Water/slaughter. We had to admit it was a good rhyme. By the time we reached Tiger Shark Hole, the little engine had begun to complain and spew smoke fitfully. “I'm just going to try and get us anchored here,” Les said. The shallow green water was full of jumping fish. We scanned the surface for fins.
The tide was so low that the exposed part of the sandstone shore was covered with clumps of live oysters. Les jumped out of the boat, pried one loose with his pocketknife, and ate it raw. “This is gorgeous real estate,” he said surveying the scene. “There was so much game here.” Les delighted in the idea of living off the land. “When I was a kid, my family would do that for a month every year.” And when he was working on the rock art survey in Royal, he had spent months camping out beneath the stars, hiking to his heart's content, paddling a canoe, and dining on fish.
We all walked along the rocky shore, stepping over fallen eucalyptus branches. Though Dorothy was wearing a sarong, she seemed to maneuver over the obstacles with ease. Les turned up a wisp of a path—it was wide enough for a dunnart (the marsupial version of a mouse) to pass through easily—and we climbed two hundred feet up the cliffside through tangy-smelling eucalyptus and red-barked Angophora trees. Near the top, we reached a long sandstone shelf paralleling the ridgeline. It gave us a bird's-eye view of the flat, blue-green waters below. Across the inlet, a mangrove swamp shimmered in the light.
We followed Les along a sandy track covered with broken shells. The yellowish gray cliffside curled over our heads.
“Talk about Picnic at Hanging Rock,” said Alexis.
For a natural area, it seemed strangely barren. “Where are all the animals?” we asked.
Les pointed out tracks in the sand, impressions of little claws and long feet. “Wallaby,” he said. “They're active at night.”
We walked beneath the hanging cliff for about a quarter of a mile. Then Les stopped and gestured toward the underside of the shelter. The rock was stained pink, brown, and white, and it was covered in dark, swirling lines. “This is it,” he said.
At first we couldn't see anything.

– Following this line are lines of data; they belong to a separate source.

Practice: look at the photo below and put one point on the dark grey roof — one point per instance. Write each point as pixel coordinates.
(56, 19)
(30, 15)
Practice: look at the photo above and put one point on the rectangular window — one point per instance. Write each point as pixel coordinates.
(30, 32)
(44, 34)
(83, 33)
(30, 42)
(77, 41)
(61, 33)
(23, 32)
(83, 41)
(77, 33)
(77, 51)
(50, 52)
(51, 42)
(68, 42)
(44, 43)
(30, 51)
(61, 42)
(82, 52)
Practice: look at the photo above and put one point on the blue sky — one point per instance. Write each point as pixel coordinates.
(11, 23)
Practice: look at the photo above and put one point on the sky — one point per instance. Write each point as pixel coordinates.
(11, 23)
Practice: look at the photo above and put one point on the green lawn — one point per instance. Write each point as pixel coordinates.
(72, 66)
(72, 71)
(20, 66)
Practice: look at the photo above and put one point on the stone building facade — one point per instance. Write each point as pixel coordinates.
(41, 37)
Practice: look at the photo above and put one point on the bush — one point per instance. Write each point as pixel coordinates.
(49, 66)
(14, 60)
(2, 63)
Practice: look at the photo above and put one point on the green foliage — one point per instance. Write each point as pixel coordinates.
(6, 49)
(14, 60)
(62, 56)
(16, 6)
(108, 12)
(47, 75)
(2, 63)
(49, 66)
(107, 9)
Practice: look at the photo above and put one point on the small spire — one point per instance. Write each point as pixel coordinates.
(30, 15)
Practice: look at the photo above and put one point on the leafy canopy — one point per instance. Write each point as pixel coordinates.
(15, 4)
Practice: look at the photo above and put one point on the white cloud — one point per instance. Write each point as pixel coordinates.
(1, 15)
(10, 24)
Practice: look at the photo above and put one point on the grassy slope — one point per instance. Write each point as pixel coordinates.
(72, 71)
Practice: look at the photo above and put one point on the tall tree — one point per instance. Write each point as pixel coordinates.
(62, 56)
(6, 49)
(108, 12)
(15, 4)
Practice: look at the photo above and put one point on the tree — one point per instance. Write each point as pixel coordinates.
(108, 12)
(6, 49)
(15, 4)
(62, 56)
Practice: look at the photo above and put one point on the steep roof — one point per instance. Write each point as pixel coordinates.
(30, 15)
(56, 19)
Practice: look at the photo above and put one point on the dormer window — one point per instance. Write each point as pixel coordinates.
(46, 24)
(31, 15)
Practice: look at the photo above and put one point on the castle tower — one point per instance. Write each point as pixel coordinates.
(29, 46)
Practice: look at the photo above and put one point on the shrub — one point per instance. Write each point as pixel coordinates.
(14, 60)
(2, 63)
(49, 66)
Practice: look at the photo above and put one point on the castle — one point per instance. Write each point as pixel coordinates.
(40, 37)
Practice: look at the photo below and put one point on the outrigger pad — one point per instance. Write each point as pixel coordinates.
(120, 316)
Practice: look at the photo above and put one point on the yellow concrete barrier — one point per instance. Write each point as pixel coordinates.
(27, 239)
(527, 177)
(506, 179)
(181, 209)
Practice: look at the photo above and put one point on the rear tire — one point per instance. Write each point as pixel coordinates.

But then the dark lines seemed to shift and reassemble themselves. They formed a picture of three animals: a menagerie à trois.
We could make out a python with a thick, coiled body, its head pointed upward, its tongue in mid-flick. There was a kangaroo that had a long muzzle and short, pointed ears. It was looking to the right with an almost arrogant expression on its face. The third animal was Les's tiger—was it a tiger? It had a big, doggy head with triangular ears (one facing forward and one back), a skinny neck, two stumpy front legs, and dark stripes across its elongated body. It appeared to be speared through by the tail of the haughty kangaroo.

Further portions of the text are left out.